An unmet need for therapies exists to reduce sickle cell disease (SCD) complications in pediatric patients. Activated platelets contribute to the formation of cellular aggregates during sickling and ...vaso-occlusive crises (VOCs). Ticagrelor is an oral, direct-acting, and reversible adenosine diphosphate P2Y12 receptor antagonist that inhibits platelet activation and aggregation. Although ticagrelor was well tolerated in two phase 2 studies in children and young adults with SCD, larger and longer-term treatment studies are needed to assess ticagrelor's efficacy to reduce VOCs. HESTIA3 will evaluate the efficacy, safety, and tolerability of ticagrelor versus placebo over a minimum of 1 year (maximum 2 years) in pediatric patients with SCD.
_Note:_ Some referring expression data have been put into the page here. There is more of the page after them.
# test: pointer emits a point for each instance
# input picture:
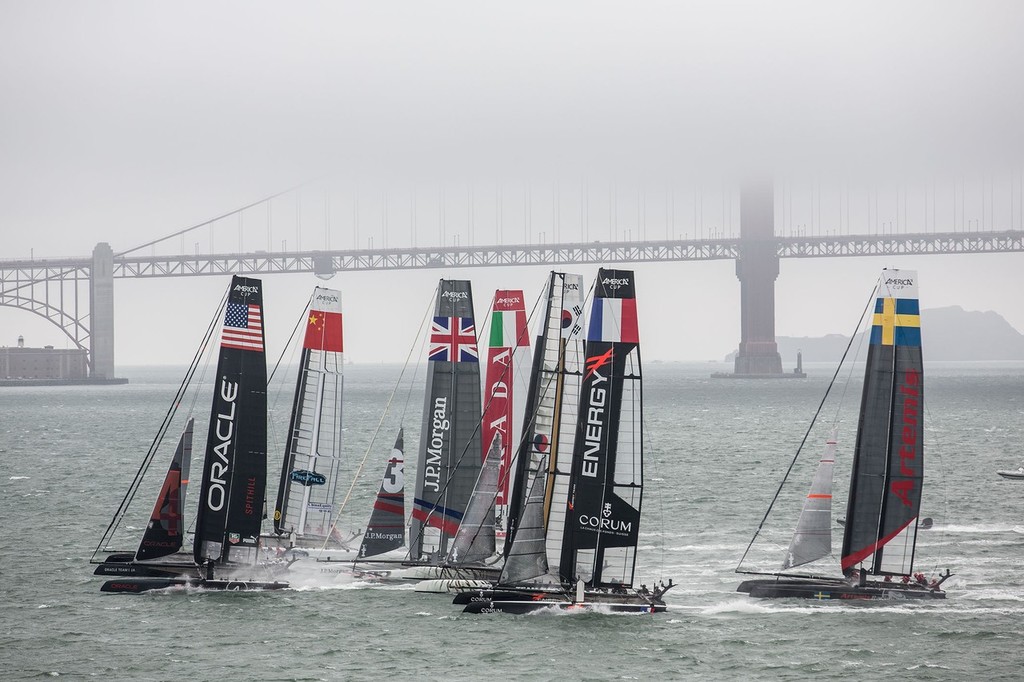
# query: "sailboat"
(505, 391)
(449, 460)
(225, 549)
(386, 527)
(887, 475)
(576, 530)
(305, 504)
(159, 552)
(1012, 474)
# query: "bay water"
(716, 451)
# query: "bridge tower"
(757, 268)
(101, 312)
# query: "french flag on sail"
(614, 320)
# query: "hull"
(140, 585)
(828, 590)
(505, 600)
(428, 572)
(140, 568)
(452, 586)
(599, 602)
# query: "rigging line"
(380, 423)
(808, 432)
(161, 431)
(291, 338)
(943, 487)
(219, 217)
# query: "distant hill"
(949, 334)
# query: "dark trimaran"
(881, 527)
(225, 549)
(576, 520)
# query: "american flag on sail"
(453, 340)
(243, 327)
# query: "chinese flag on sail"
(324, 330)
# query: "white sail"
(812, 539)
(312, 458)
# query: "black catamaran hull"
(505, 600)
(139, 585)
(529, 606)
(142, 569)
(769, 589)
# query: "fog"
(123, 122)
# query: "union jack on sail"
(453, 340)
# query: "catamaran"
(226, 552)
(449, 461)
(304, 509)
(574, 528)
(886, 480)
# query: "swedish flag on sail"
(897, 316)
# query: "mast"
(312, 456)
(449, 459)
(606, 484)
(888, 465)
(549, 430)
(232, 488)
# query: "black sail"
(606, 484)
(449, 459)
(166, 529)
(888, 465)
(232, 488)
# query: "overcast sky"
(123, 122)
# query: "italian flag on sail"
(508, 327)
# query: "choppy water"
(717, 452)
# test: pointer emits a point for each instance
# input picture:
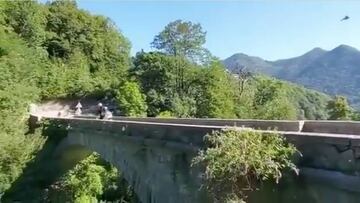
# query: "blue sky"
(269, 29)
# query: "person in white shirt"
(108, 114)
(78, 108)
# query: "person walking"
(78, 108)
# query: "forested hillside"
(56, 50)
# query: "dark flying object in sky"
(345, 18)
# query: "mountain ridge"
(333, 72)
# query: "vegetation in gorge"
(56, 50)
(237, 161)
(339, 108)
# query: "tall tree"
(215, 93)
(181, 38)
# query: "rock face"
(335, 72)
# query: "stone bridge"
(155, 154)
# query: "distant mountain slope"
(251, 63)
(335, 72)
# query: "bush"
(237, 161)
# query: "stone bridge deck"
(155, 153)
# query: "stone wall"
(155, 157)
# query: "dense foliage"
(235, 161)
(339, 108)
(50, 51)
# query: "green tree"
(158, 78)
(270, 102)
(339, 108)
(215, 93)
(182, 38)
(236, 161)
(87, 181)
(131, 100)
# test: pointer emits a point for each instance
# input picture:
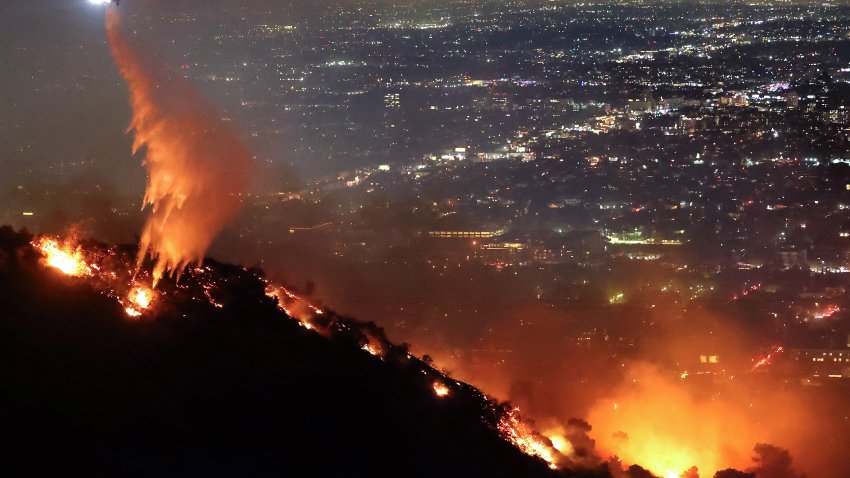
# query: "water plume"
(197, 167)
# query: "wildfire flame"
(515, 430)
(441, 389)
(71, 260)
(64, 257)
(197, 168)
(139, 300)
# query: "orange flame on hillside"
(197, 168)
(514, 429)
(64, 257)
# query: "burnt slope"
(203, 391)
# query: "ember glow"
(139, 300)
(514, 429)
(63, 256)
(441, 389)
(197, 168)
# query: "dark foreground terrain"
(204, 391)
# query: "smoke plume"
(197, 168)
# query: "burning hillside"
(211, 373)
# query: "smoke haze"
(197, 168)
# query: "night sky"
(61, 101)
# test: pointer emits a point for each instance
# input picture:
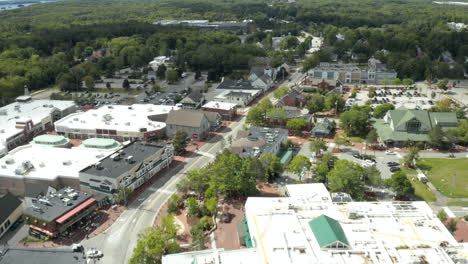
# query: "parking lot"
(411, 99)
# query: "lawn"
(422, 190)
(458, 203)
(449, 176)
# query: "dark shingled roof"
(236, 85)
(41, 256)
(113, 167)
(8, 204)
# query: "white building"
(157, 61)
(25, 118)
(119, 122)
(130, 167)
(239, 97)
(30, 169)
(309, 228)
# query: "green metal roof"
(327, 231)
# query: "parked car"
(94, 254)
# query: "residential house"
(401, 125)
(11, 209)
(193, 100)
(36, 255)
(226, 110)
(323, 128)
(195, 123)
(258, 141)
(57, 212)
(293, 98)
(127, 168)
(238, 97)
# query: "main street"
(117, 242)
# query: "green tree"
(211, 205)
(298, 163)
(281, 92)
(452, 225)
(396, 81)
(256, 117)
(317, 146)
(373, 176)
(193, 207)
(161, 72)
(296, 125)
(310, 63)
(323, 166)
(155, 242)
(354, 123)
(381, 110)
(174, 204)
(180, 142)
(407, 81)
(315, 103)
(411, 157)
(400, 184)
(271, 165)
(89, 82)
(172, 76)
(443, 84)
(442, 215)
(341, 139)
(346, 176)
(126, 84)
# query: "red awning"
(44, 231)
(75, 210)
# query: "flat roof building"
(119, 122)
(258, 141)
(308, 227)
(41, 256)
(30, 169)
(25, 118)
(11, 210)
(57, 212)
(129, 167)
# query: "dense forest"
(41, 45)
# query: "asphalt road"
(118, 241)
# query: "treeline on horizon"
(39, 43)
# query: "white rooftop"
(219, 105)
(375, 232)
(47, 163)
(35, 110)
(122, 118)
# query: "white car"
(94, 253)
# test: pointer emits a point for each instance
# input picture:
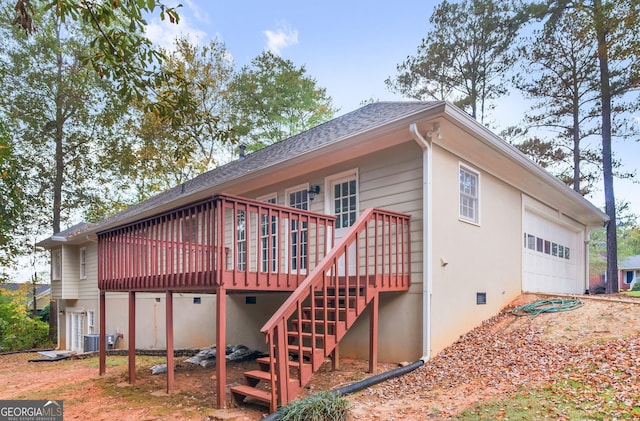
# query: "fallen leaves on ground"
(505, 355)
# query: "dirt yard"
(498, 357)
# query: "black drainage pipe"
(368, 382)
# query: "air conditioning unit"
(92, 342)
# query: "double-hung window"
(469, 195)
(269, 238)
(83, 263)
(56, 264)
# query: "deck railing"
(225, 241)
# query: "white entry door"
(75, 322)
(343, 203)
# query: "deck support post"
(103, 334)
(373, 333)
(221, 344)
(169, 329)
(335, 358)
(132, 337)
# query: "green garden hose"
(546, 306)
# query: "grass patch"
(324, 406)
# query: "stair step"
(317, 321)
(265, 363)
(243, 391)
(258, 374)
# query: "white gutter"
(427, 222)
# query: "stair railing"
(373, 256)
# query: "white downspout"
(427, 222)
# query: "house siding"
(88, 287)
(70, 272)
(484, 258)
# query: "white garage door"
(551, 256)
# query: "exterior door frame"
(75, 321)
(329, 208)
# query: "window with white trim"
(56, 264)
(91, 322)
(269, 238)
(83, 263)
(298, 198)
(345, 202)
(241, 240)
(469, 195)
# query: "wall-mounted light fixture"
(313, 191)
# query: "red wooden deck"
(229, 243)
(226, 241)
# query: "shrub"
(18, 330)
(324, 406)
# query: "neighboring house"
(43, 294)
(629, 272)
(410, 214)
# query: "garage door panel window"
(544, 246)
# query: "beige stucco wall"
(480, 258)
(194, 324)
(244, 321)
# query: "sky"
(349, 47)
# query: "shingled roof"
(361, 120)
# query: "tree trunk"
(58, 138)
(607, 163)
(576, 145)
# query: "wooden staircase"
(310, 340)
(318, 314)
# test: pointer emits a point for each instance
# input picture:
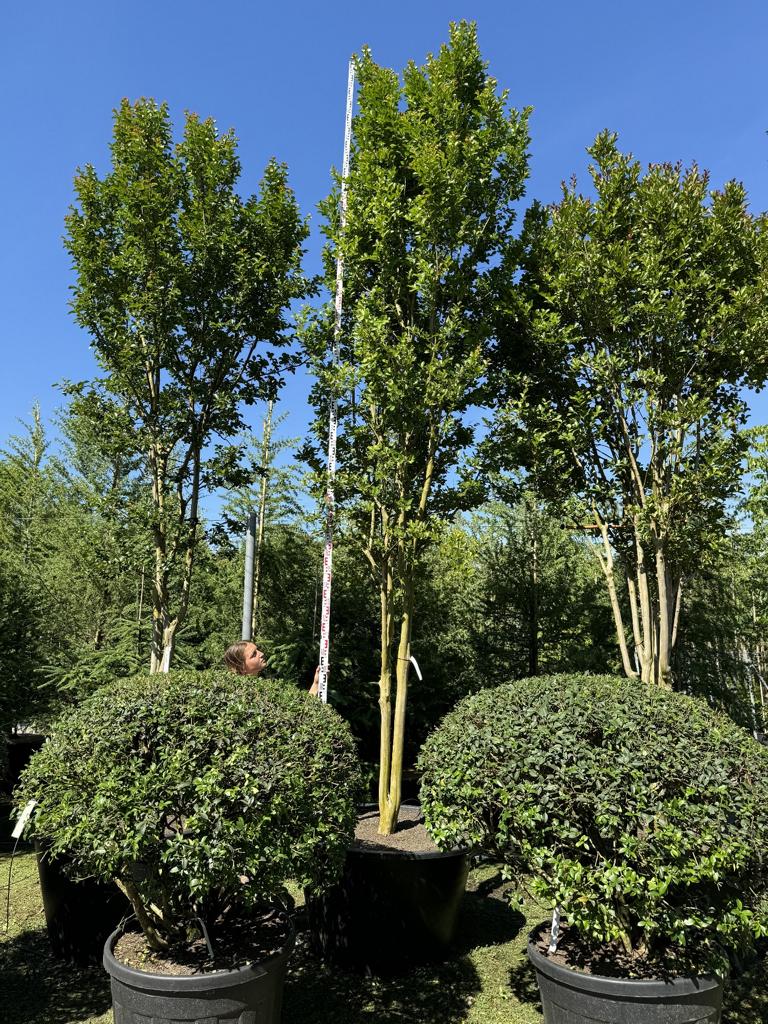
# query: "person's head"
(245, 658)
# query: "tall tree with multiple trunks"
(643, 318)
(437, 164)
(183, 287)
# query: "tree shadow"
(523, 984)
(486, 919)
(436, 994)
(439, 993)
(37, 986)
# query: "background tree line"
(508, 590)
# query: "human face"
(253, 660)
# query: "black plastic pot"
(391, 909)
(251, 994)
(573, 997)
(79, 913)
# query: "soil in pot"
(235, 944)
(580, 985)
(397, 902)
(243, 981)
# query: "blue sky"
(679, 80)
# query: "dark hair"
(235, 656)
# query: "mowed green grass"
(486, 982)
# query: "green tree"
(643, 320)
(183, 288)
(437, 164)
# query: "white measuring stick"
(334, 410)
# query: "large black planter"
(251, 994)
(573, 997)
(391, 909)
(79, 913)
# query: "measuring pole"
(334, 409)
(248, 578)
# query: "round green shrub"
(639, 812)
(180, 786)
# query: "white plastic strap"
(24, 817)
(555, 933)
(334, 412)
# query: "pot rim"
(625, 988)
(383, 853)
(195, 982)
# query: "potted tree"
(642, 819)
(437, 164)
(200, 795)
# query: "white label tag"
(24, 817)
(555, 933)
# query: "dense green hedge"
(639, 812)
(180, 784)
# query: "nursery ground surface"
(487, 981)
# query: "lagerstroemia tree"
(183, 287)
(437, 164)
(643, 316)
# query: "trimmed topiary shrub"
(639, 812)
(181, 786)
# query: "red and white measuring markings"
(334, 410)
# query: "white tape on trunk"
(334, 412)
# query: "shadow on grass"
(440, 993)
(37, 987)
(523, 984)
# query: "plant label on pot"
(24, 817)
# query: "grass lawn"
(487, 982)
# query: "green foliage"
(641, 813)
(639, 320)
(438, 162)
(177, 785)
(184, 288)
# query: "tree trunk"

Approximately 180 patients (aged ≥ 2 to <18 years) with SCD (≥ 2 VOCs in the prior year) from 18 countries will be randomized 1:1 to ticagrelor or placebo. Primary endpoint: number of VOCs (a composite endpoint of painful crises and/or acute chest syndrome); key secondary endpoints: hospitalizations, pain intensity and analgesic use during VOCs, acceptability of formulation, and health-related quality of life. The weight-based doses of ticagrelor are set by modeling and simulation. Platelet inhibition data, measured by the vasodilator-stimulated phosphoprotein assay, will be collected for exploratory purposes.
HESTIA3 aims to demonstrate that using greater target platelet inhibition than previous studies on SCD, ticagrelor will decrease the frequency of VOC in pediatric patients.
Trial Identifier: NCT03615924; EudraCT2017-002421-38.